Les avocats Salifou Béavogui et Alsény Aïssata Diallo

Le procès sur la fermeture des locaux de l’UFDG s’est tenu ce mercredi, 20 janvier 2021, devant le juge des référés du tribunal de première instance de Dixinn. Les avocats du principal parti d’opposition du pays ont dénoncé une « injustice », demandant au magistrat d’ordonner la réouverture du siège et des bureaux de la formation politique.

 

« Nous venons de sortir d’une audience qui avait pour objet la réouverture du siège et des bureaux de l’UFDG », a déclaré Me Salifou Béavogui, membre du collectif des avocats de l’UFDG, au sortir de ce procès qui s’est tenu à huis clos. Selon lui, a expliqué au juge de référés que le siège et le quartier général du parti dirigé par Cellou Dalein Diallo ont été fermés, le 20 octobre 2020, « sans titre ni droit ». Une décision « illégale » qu’ils ont demandé au juge d’annuler.

Me Salifou Béavogui

« Le siège et les bureaux de l’UFDG ont reçu tout simplement la visite d’hommes en uniforme. Aucune notification administrative ni judiciaire n’a été adressée à l’UFDG. Et cela depuis le 20 octobre 2020. Donc, cela fait trois mois jour pour jour aujourd’hui que les lieux sont barricadés. C’est de l’injustice pure et dure. Cela n’était jamais arrivé en Guinée », a déclaré Me Salifou Béavogui.

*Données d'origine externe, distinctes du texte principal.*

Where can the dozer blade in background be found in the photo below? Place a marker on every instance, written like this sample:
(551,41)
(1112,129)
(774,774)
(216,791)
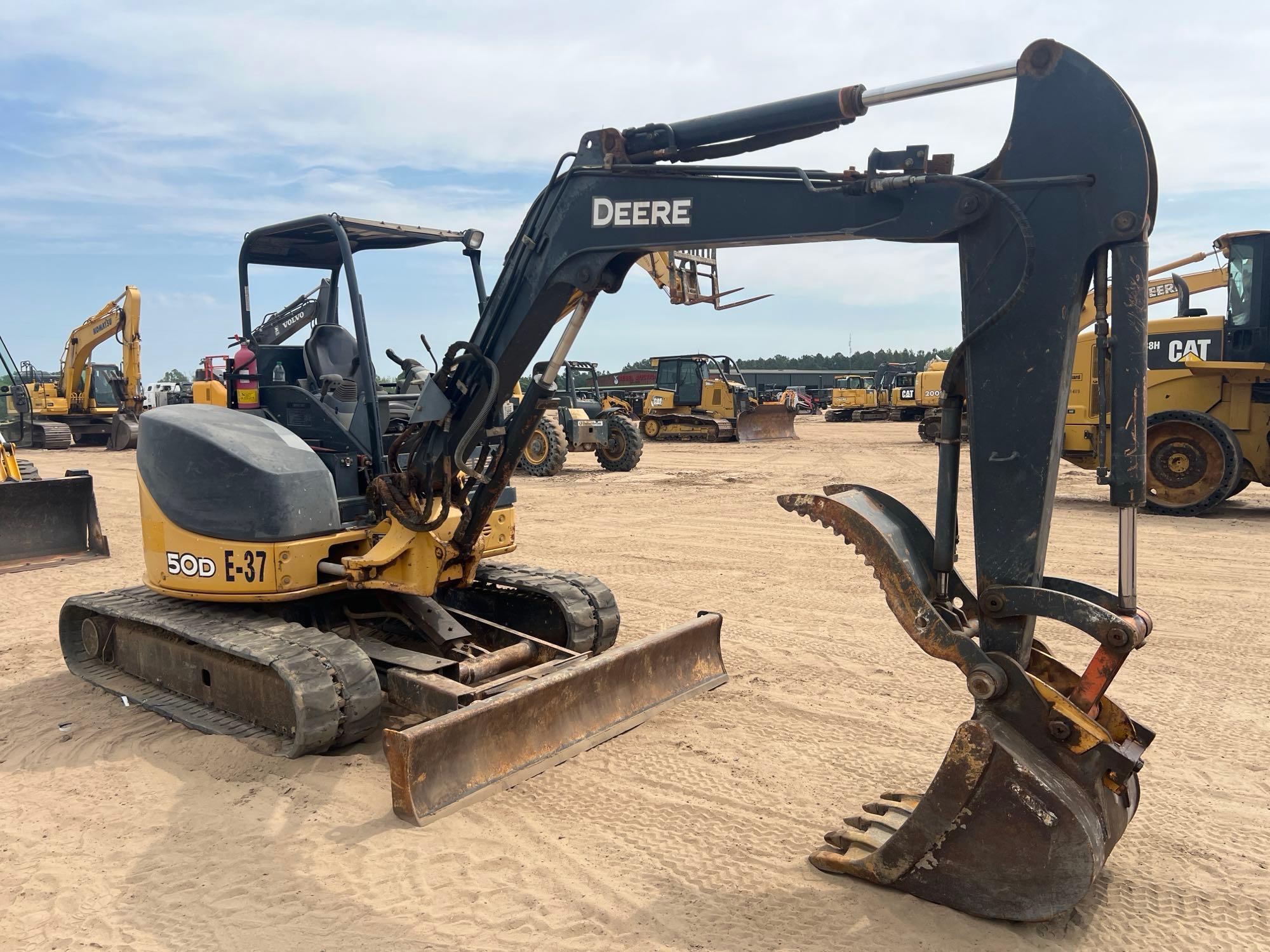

En réponse, les trois ministères visés par la plainte de l’UFDG : Sécurité et protection civile, Défense nationale, Administration du territoire et décentralisation, représentés par l’Agence Judiciaire de l’Etat, ont invoqué des raisons de sécurité pour justifier la fermeture des locaux de la formation politique. Ils ont demandé au juge de se déclarer incompétent au profit de la juridiction de droit commun.

 

« La partie adverse, n’ayant pas d’arguments, avec une fuite en avant, a improvisé des arguments pour nous dire que c’est pour des raisons de sécurité, alors que cette raison aurait dû être écrite et adressée à l’UFDG. Si c’était une décision prise en bonne et due forme qui avait été signifiée à l’UFDG, la loi indique la Cour suprême comme juridiction de recours.

 

On aurait attaqué la décision devant la Cour suprême. Mais en réalité, aucune décision n’a été prise, c’est simplement par la force qu’on est venu occuper les lieux. Cela est inacceptable. Nous, en tant qu’avocats de l’UFDG, nous n’avons pas d’autres solutions que de nous adresser au juge des référés », a dit Me Béa.

 

Les avocats de l’Union des Forces Démocratiques de Guinée (UFDG) espèrent que la décision que le juge des référés rendra le 3 février 2021 sera en leur faveur.